和歌山県立博物館(和歌山市吹上1、TEL 073-436-8670)で10月13日、特別展「西行 紀州に生まれ、紀州をめぐる」が始まった。主催は同館と西行学会。
平安時代の歌人として知られる西行の生誕900年を記念して企画した同展。西行にまつわる文化財やゆかりの地に残る文化財を一堂に集め、西行の業績と足跡をたどる。
西行は、1118(元永元)年に紀伊国田中荘(現・紀の川市)の佐藤氏一族の家に生まれ、義清(のりきよ)と名付けられた。京都で武士として仕えたが、23歳で出家し西行と名乗る。その後、高野山(高野町)や天野(かつらぎ町)で隠居生活を送りながら、旅に出て全国各地で歌を詠んだ。県内では「千里の浜」(みなべ町)や「那智の滝」(那智勝浦町)などを訪れ、歌を残している。
展覧会では、彫像や絵画、歌集、絵巻物など西行にまつわる資料184件282点を展示する(前期・後期で入れ替えあり)。
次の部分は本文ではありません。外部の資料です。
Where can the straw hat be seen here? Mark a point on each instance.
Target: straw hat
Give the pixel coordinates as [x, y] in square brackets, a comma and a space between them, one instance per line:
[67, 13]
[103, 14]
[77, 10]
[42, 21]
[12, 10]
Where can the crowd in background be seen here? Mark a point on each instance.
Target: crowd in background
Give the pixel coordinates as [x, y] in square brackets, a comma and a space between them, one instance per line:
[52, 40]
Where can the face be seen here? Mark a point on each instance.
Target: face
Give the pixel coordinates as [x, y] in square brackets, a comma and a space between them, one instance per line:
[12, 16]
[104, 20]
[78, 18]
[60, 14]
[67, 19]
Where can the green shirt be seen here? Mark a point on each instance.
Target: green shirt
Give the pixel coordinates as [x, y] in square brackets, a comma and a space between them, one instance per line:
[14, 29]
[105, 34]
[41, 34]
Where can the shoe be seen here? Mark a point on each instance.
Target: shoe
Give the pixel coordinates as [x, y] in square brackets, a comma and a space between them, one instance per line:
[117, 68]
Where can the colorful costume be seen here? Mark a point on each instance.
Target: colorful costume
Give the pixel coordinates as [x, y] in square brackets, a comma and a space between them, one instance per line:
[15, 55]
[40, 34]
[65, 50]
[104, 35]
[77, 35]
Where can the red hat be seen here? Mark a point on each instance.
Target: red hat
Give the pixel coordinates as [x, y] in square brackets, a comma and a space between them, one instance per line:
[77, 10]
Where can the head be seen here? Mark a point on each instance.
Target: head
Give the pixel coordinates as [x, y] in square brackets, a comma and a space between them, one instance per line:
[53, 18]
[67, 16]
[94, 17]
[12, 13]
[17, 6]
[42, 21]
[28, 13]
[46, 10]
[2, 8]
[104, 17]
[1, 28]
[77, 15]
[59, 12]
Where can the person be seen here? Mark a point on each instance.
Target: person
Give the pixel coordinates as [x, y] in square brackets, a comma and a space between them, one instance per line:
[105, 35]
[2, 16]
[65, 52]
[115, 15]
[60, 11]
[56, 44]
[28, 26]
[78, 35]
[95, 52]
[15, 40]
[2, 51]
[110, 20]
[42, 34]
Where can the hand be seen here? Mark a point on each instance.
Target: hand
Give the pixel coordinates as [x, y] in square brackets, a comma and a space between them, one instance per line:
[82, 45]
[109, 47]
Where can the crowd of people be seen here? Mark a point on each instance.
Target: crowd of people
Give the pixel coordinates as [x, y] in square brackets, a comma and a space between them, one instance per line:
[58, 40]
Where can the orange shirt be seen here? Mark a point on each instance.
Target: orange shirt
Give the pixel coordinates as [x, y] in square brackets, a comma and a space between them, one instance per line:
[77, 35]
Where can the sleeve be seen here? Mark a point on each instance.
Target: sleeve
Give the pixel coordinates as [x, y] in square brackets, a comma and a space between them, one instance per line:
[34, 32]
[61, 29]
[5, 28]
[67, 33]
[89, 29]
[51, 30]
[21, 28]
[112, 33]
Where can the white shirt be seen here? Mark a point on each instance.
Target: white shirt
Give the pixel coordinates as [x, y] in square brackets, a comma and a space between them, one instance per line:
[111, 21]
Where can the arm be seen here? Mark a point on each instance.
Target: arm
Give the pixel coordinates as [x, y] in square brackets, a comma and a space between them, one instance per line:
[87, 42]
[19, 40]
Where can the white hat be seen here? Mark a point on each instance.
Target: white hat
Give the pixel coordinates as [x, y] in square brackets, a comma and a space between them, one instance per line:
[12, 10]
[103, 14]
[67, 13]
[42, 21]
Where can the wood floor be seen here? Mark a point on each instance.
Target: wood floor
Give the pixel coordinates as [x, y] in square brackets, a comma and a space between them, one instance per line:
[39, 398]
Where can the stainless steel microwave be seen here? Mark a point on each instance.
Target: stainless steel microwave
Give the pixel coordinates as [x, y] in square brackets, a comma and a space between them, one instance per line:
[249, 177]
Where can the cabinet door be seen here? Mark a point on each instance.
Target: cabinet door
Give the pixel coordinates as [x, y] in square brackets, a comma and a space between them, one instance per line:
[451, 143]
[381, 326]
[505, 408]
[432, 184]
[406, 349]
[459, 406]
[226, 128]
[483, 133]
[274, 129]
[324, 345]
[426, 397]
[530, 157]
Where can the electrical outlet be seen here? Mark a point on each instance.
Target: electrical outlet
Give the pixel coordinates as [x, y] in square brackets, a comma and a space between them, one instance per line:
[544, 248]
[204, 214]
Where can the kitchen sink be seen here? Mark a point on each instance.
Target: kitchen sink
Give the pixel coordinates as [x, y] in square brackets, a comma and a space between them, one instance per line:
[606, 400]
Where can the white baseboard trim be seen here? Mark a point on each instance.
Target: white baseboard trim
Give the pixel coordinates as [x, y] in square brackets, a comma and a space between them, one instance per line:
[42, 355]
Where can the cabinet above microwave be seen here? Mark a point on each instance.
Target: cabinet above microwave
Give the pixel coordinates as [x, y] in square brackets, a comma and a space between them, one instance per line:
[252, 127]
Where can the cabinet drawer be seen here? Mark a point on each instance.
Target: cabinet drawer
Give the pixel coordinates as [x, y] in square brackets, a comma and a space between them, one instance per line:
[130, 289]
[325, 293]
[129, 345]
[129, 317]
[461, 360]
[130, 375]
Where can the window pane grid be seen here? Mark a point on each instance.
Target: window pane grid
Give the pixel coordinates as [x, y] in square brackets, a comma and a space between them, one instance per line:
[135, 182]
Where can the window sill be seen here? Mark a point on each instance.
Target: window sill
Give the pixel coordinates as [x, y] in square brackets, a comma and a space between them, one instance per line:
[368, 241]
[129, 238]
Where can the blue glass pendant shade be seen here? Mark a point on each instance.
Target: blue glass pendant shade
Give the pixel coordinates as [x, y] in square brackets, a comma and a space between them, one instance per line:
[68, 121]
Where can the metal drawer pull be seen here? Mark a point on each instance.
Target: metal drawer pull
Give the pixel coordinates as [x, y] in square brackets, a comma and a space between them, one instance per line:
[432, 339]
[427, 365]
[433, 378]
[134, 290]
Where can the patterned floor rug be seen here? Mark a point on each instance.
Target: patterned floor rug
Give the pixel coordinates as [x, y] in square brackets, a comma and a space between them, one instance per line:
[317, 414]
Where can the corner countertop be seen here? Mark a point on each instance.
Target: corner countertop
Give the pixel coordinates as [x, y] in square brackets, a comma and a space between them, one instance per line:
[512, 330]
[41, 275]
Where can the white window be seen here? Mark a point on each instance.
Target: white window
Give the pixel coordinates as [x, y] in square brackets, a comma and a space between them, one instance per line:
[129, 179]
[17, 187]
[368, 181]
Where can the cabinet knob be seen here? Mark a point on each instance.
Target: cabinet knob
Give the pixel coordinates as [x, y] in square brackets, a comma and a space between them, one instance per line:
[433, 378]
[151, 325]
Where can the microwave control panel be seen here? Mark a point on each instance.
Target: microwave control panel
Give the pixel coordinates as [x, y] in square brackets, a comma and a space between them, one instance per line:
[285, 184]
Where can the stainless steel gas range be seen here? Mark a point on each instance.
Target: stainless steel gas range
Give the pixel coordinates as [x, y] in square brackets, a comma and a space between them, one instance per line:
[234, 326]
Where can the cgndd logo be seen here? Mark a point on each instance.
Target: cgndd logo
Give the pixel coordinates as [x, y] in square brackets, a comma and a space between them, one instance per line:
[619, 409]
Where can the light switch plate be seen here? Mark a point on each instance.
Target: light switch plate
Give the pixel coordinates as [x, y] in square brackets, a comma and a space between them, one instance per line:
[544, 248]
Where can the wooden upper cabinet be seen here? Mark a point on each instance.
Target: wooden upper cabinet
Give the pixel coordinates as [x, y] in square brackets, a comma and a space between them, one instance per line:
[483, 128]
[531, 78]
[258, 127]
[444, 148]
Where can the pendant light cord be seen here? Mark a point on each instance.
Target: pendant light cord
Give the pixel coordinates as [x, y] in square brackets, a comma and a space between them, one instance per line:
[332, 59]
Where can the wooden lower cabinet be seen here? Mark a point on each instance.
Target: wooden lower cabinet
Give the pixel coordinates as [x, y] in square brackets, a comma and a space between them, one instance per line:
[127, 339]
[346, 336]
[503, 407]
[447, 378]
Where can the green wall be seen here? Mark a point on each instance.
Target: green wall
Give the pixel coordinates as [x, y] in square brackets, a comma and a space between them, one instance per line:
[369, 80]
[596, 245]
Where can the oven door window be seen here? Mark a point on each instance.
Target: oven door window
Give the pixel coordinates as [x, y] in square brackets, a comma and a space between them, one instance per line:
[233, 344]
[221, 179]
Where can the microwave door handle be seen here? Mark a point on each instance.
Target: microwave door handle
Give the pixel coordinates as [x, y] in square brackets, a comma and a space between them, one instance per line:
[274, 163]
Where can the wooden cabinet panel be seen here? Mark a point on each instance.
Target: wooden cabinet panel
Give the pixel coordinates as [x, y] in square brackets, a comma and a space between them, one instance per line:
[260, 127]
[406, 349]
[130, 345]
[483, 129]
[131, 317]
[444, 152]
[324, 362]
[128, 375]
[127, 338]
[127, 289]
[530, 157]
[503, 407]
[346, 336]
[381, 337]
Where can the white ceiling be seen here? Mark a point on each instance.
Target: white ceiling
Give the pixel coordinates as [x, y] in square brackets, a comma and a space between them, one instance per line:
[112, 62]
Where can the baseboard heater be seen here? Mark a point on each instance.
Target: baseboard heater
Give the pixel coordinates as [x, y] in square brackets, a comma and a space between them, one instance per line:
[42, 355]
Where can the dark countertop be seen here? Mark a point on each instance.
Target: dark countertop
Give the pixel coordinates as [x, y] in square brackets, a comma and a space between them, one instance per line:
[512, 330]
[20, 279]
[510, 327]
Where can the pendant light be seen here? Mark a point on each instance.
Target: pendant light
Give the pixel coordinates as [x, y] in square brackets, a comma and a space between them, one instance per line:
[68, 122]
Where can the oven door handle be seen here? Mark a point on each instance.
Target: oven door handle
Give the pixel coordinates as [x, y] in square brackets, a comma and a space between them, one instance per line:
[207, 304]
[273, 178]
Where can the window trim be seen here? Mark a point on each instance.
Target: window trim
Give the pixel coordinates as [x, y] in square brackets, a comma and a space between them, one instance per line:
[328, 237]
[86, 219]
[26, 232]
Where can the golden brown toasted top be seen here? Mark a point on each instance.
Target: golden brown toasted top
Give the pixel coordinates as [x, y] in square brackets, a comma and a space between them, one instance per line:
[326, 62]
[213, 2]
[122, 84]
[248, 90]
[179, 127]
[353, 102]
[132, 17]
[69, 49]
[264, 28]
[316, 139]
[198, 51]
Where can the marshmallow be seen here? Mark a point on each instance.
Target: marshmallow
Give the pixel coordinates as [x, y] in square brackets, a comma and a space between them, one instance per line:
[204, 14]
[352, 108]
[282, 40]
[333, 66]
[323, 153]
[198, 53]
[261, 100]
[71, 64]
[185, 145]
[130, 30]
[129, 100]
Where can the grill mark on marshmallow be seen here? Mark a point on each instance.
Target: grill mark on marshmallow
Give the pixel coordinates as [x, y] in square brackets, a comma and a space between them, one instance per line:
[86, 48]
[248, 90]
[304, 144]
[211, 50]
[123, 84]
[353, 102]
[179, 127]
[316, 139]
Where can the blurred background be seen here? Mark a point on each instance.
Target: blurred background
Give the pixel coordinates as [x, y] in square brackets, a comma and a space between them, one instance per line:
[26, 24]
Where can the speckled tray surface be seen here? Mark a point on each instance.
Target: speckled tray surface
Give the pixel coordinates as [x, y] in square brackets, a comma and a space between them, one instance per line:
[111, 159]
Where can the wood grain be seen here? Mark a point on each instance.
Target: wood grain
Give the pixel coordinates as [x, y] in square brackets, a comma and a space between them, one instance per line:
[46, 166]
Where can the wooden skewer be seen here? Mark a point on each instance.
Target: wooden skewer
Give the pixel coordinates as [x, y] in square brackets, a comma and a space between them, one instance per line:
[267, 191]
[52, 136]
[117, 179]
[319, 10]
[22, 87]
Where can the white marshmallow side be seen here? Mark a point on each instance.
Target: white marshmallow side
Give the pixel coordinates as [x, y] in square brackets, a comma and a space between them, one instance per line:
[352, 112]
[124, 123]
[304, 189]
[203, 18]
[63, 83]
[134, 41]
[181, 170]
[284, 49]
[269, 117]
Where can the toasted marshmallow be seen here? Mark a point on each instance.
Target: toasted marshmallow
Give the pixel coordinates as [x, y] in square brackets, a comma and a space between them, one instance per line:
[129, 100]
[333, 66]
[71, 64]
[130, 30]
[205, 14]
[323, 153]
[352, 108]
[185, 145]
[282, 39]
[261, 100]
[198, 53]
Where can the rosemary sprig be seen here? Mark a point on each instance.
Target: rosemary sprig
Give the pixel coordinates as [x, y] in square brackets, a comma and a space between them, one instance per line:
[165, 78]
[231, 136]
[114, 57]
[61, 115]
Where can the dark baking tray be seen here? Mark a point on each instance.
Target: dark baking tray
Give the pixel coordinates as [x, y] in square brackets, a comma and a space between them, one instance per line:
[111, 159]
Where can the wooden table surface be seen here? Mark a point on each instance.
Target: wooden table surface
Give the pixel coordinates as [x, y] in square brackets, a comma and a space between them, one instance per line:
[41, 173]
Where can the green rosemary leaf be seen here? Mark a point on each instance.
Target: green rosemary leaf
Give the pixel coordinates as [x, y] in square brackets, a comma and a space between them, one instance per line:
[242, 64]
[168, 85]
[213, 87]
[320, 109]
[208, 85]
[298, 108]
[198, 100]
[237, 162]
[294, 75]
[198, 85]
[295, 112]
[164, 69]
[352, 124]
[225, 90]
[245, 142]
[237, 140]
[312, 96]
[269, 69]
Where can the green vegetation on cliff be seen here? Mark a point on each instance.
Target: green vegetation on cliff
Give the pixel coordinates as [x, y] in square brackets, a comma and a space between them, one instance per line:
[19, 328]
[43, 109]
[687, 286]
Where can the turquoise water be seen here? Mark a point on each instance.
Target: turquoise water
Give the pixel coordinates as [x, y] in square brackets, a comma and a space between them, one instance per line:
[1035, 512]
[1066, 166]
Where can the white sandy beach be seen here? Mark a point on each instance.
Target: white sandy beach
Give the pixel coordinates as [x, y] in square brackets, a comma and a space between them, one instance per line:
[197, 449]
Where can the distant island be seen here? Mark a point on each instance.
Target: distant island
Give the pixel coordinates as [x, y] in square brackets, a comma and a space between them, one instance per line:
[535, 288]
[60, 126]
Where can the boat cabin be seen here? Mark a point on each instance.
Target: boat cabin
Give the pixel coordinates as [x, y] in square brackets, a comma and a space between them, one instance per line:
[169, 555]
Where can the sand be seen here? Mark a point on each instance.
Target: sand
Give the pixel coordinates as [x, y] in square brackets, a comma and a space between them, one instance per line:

展示は、西行直筆の書や歌集から読み解く「西行の人物像」にはじまり、西行の一族・佐藤氏が暮らしたふるさとの地、出家後に約30年間過ごした高野山やその間に巡った紀伊半島の各地、高野山を離れたあと過ごした讃岐、伊勢、河内、死後に残された物語、と西行の生涯とゆかりの地を巡る。
12日の開会式には、同館友の会や和歌山大学教育学部付属小学校6年生、資料の所蔵者、西行学会の関係者など約100人が参加。式後の内覧会では学芸員の坂本亮太さんが展示品の解説を行い、参加者らは熱心に聞き入り、メモを取ったり質問したりしていた。
坂本さんは「『新古今和歌集』に最多の94首が載り、歌人として高く評価される西行だが、確かな史料は少なく謎や伝説に包まれた人物。西行に関する事実から伝説まで幅広く集め、人物像を掘り下げる展覧会は全国的にも珍しいと思う。西行の意外な一面を知ってもらいたい」と話す。「西行は同じ時代に生きた人たちに影響を与え、亡くなってすぐ伝説となるほどの文化人だった。展示を通して西行やゆかりの地に思いをはせてほしい」とも。
会期中、連続講座「西行 再発見!」(20日・11月3日・10日・17日)や西行学会大会(27日)、ミュージアム・トーク(21日・11月23日・24日)などを行う。
開館時間は9時30分~17時。月曜休館。入館料は、一般=1,000円、大学生=800円。高校生以下・65歳以上・障がい者・県内在学の外国人留学生無料。前期展示=10月13日~28日、後期展示=10月30日~11月25日。